An Aboriginal activist has lodged a human rights abuse claim against a police officer, using discrimination laws the federal Attorney General had wanted to scrap. Queensland Senior Constable Leanne Rissman used the fake Facebook account Anne T Sharia to make abusive and racially offensive remarks on Yamatji woman Joyce Capewell’s page Boomerang Justice.

Photo: Avante Media Australia

Senior Constable Rissman wrote “have a look at the Aust bureau of statistics of deaths in custody. Aboriginals are a tiny minority of those deaths purported to occur but are overly represented in the prison system, so why the hell all the who har over black deaths in custody when the bulk of deaths are WHITES!”

Disparaging

She also made abusive and disparaging remarks about people on welfare and Aboriginal people’s abilities to look after their children. Ms Capewell told the Koori Mail that soon after seeing the racist rant on New Year’s Day and discovering the woman was a police officer, she made a formal complaint to the Queensland Police Service (QPS) and wrote to Federal Indigenous Affairs Minister Nigel Scullion, Queensland Police Minister Jack Dempsey and Prime Minister Tony Abbott.

“That woman has no right to be wearing a badge,” Ms Capewell said.

“I worked for 20 years in the prison system and I’ve attended deaths in custody and what she wrote affected me deeply. I’d like to see her sacked. I’ve no trust in her ability as a policewoman.”

The QPS said the officer made “inappropriate remarks” while off duty.

“The QPS takes complaints of this nature seriously, not only as a reflection on the specific individual’s conduct but also because of the potential to negatively impact on the confidence of the community in its police service,” police said in a statement.

The statement said the officer underwent a number of cultural awareness training programs and was relocated to alternative duties in a larger regional centre under “direct supervision”.

Ms Capewell has not received an apology.

Lawyers for Ms Capewell have lodged a complaint against the officer and the QPS with the Australian Human Rights Commission. Lawyer Peter Black said she is seeking $250,000 in compensation for the hurt caused by the offensive remarks.

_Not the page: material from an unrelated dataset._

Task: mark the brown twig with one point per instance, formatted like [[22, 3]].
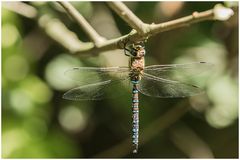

He said the comments were racially offensive and contravened section 18C of the Racial Discrimination Act, one of the parts that Attorney General George Brandis had wanted to wind back after proclaiming that people had the right to be a bigot.

Before last year’s election, the Coalition had promised to repeal section 18C which makes it unlawful to “offend, insult, humiliate or intimidate another person or a group of people” because of their race or ethnicity.

However, Prime Minister Tony Abbott dumped the controversial changes.

A senior police officer from the northern region and the Ethical Standards Command were also investigating “all matters relating to this officer”.